The second Doctor and Jamie are sent on a mission by the Time Lords to ask a team of scientists, as diplomatically as possible, to bring their time travel experiments to an end. The Doctor is unable to convince the head scientist, Dastari, to heed the Time Lords’ warnings; Dastari is far too busy admiring his own work, including his genetic “improvement” of Chessene, a savage Androgum. But Chessene’s augmentations have simply given her the ability to apply her violent primitive impulses on a grander scale – such as a collusion with the Sontarans to use the new time travel device as a weapon of conquest. The Doctor is captured by the Sontarans and taken to their secret base of operations on Earth – and his sixth incarnation will have to find him to avoid the corruption of his entire timeline.
written by Robert Holmes
directed by Peter Moffatt
music by Peter Howell
Guest Cast: Patrick Troughton (The Second Doctor), Frazer Hines (Jamie McCrimmon), John Stratton (Shockeye), Jacqueline Pearce (Chessene), Laurence Payne (Dastari), James Saxon (Oscar), Carmen Gomez (Anita), Clinton Greyn (Stike), Tim Raynham (Varl), Aimee Delamain (Dona Arana), Nicholas Farcett (Technician), Laurence Payne (Computer voice), Fernando Monast (Scientist)

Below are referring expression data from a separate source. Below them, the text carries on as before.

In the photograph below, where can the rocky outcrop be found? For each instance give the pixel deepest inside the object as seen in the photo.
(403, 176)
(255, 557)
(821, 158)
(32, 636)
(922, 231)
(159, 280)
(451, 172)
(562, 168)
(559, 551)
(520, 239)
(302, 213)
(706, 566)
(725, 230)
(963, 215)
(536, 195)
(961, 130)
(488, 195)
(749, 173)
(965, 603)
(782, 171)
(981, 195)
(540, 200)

Broadcast from February 16 through March 2, 1985
LogBook entry & review by Earl Green
Review: For Patrick Troughton’s swan song to Doctor Who, it was fitting that this was probably the most straightforward of the “multiple Doctor” stories, focusing on only two incarnations of the character instead of three or five or more. The Two Doctors is also the only story of the 1980s to reach the length of the frequent six-part format of the 1970s. Though there are many good plot ideas in the show, they’re jumbled pretty badly. Jackie Pearce almost gives a retread performance of Servalan from Blake’s 7 here as Chessene, but the real show-stealer is John Stratton as the vicious (and hungry) Shockeye. Many people have complained that, in terms of violence, the sixth Doctor crossed the line in the climactic scene where he mothballed Shockeye with cyanide…but Shockeye was such a deliciously nasty character, any lesser resolution for him would’ve been a cop-out.
I have to single out the music here as well, easily the best score of Colin Baker’s era, provided by Peter Howell. There’s a lot of nice Spanish guitar work to emphasize the Spanish location photography, but the really cool cue is a percussive battle theme for the Sontarans. The omission of the music from The Two Doctors on the series of “classic” Doctor Who soundtracks released in the 90s was always a big letdown for me.